PROJECT SUMMARY The long-term objective of this proposal is to identify mechanism(s) that promote clonal hematopoiesis of indeterminate potential (CHIP). CHIP is a risk factor for cardiovascular disease, myeloid hematological malignancy, and all-cause mortality. CHIP is thought to arise from mutant hematopoietic stem cells (HSC) carrying oncogenic mutations that endow the cells with increased fitness, leading to expansion of the mutant clone. Rare hematopoietic clones carrying CHIP-associated mutations are near-ubiquitous in healthy individuals. However, CHIP is largely confined in older individuals or patients with a history of smoking, chemo- or radiotherapy exposure. This suggests that physiological perturbation(s) unique to aging and genotoxin exposure, such as chronic inflammation, are required to drive CHIP. To better understand the mechanism underlying CHIP, we have conducted mouse studies that indicate chronic IL-1 production in the BM is a common consequence of aging and exposure to radiation or chemotherapy. Our preliminary data show that chronic IL-1 activates a cell growth arrest program associated with PU.1 induction in long-term HSC (HSCLT). Strikingly, Tet2-deficient HSCLT fail to fully activate this growth arrest program during IL-1 exposure. Along these lines, our data show that increased Tet2-deficient clonal expansion requires chronic IL-1. These preliminary data suggest that clonal expansion of mutant HSC is an emergent feature dependent on chronic inflammation. The studies proposed here will identify and characterize the molecular and cellular mechanisms by which chronic IL-1 promotes mutant HSC clonal expansion, using Tet2-deficiency as a model. Lines of investigation will include molecular and cellular analyses of normal and Tet2-deficient HSC exposed to IL-1, and competitive transplant assays to assess the functional impact of chronic IL-1 on normal and Tet2-deficient HSC fitness side-by-side. Lastly, experiments will assess whether IL-1 blockade can restore normal HSC fitness and reverse or limit clonal expansion. Altogether, our investigations could provide a basis for redefining CHIP as a potentially reversible process of somatic evolution in which an inflammatory BM environment selects for mutant HSC clones.

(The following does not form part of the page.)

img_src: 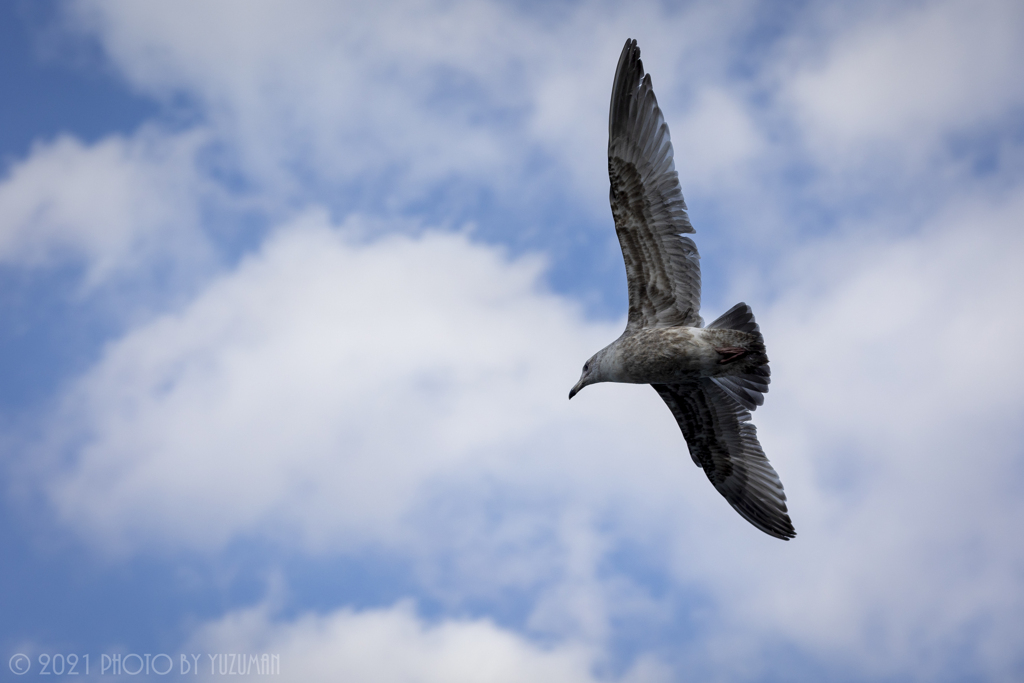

项目概要 该提案的长期目标是确定促进克隆造血的机制 不确定电位（CHIP）。 CHIP 是心血管疾病、骨髓血液疾病的危险因素 恶性肿瘤和全因死亡率。 CHIP 被认为源自突变造血干细胞 (HSC) 携带致癌突变，赋予细胞更高的适应性，导致突变体的扩增 克隆。携带 CHIP 相关突变的罕见造血克隆在健康人群中几乎无处不在 个人。然而，CHIP 主要局限于老年人或有吸烟、化疗史的患者。 或放射治疗暴露。这表明衰老和基因毒素所特有的生理扰动 暴露，例如慢性炎症，是驱动 CHIP 所必需的。 为了更好地了解 CHIP 的潜在机制，我们进行了小鼠研究，结果表明慢性 BM 中 IL-1 的产生是衰老和暴露于放射或化疗的常见结果。我们的 初步数据表明，慢性 IL-1 会激活与 PU.1 诱导相关的细胞生长停滞程序 长期 HSC (HSCLT)。引人注目的是，Tet2 缺陷的 HSCLT 未能在 IL-1 暴露。沿着这些思路，我们的数据表明，增加 Tet2 缺陷的克隆扩展需要 慢性IL-1。这些初步数据表明突变型 HSC 的克隆扩增是一个新兴特征 依赖于慢性炎症。 这里提出的研究将识别和表征分子和细胞机制 以 Tet2 缺陷为模型，慢性 IL-1 促进突变型 HSC 克隆扩增。调查路线 将包括对暴露于 IL-1 的正常和 Tet2 缺陷型 HSC 进行分子和细胞分析，以及竞争性分析 移植检测评估慢性 IL-1 对正常和 Tet2 缺陷 HSC 适应性的功能影响 并排。最后，实验将评估 IL-1 阻断是否可以恢复正常的 HSC 健康状况以及 逆转或限制克隆扩增。总而言之，我们的调查可以为重新定义 CHIP 提供基础： 体细胞进化的潜在可逆过程，其中炎症性骨髓环境选择突变体 HSC 克隆。